In the past, a fulfillment center was typically associated with filling larger commercial orders to a retailer or distributor. Today, with the growth of ecommerce, there are fulfillment centers that strictly focus on shipping small parcels direct-to-consumers (DTC). Additionally, some ecommerce fulfillment centers focus on a niche, such as small or large products, a specific type of product (for example, apparel), or they deal only with a certain number of stock keeping units (SKUs).

A subset of ecommerce known as drop shipping, a type of product fulfillment that occurs directly from manufacturers to consumers via 3rd party retail websites, utilizes the manufacturer's or a wholesaler's fulfillment centers to deliver goods to the customer.
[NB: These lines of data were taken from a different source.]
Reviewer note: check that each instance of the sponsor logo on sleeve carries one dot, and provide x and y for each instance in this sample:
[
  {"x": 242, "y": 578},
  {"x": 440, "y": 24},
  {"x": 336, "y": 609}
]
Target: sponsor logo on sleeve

In drop shipping, the company that generates the sale never handles the physical product, but it does pass on fulfillment requirements to the fulfillment house so that customer demands like two-day shipping can be met.

==Fulfillment house due diligence scheme==
The UK government believes that fulfillment houses are in a position to facilitate non-payment of VAT on goods imported into the UK. The government argues that this type of abuse is "enabled by misdeclaration and undervaluation of goods imported from outside the EU, and sometimes the abuse of reliefs that are designed to facilitate trade. This is followed by the onward sale of the goods to customers in the UK taking place without the correct amounts of UK VAT being paid" and believes that registering fulfillment houses and requiring due diligence and record-keeping is "part of the solution".

Provision for this "Fulfillment House Due Diligence Scheme" (FHDDS) was included in sections 48 to 59 of the Finance Bill 2017, introduced into the UK Parliament in September 2017. Fulfilment business legislation was adopted within Part 3 of the Finance (No. 2) Act 2017, with secondary legislation, the Fulfilment Businesses Regulations 2018 (SI 326/2018) covering the fulfilment business approval process, obligations of approved businesses, and penalties for non-compliance. Approved businesses are listed online by HM Revenue and Customs (HMRC) so that overseas traders can check whether businesses who store their goods for UK distribution have complied with the registration law.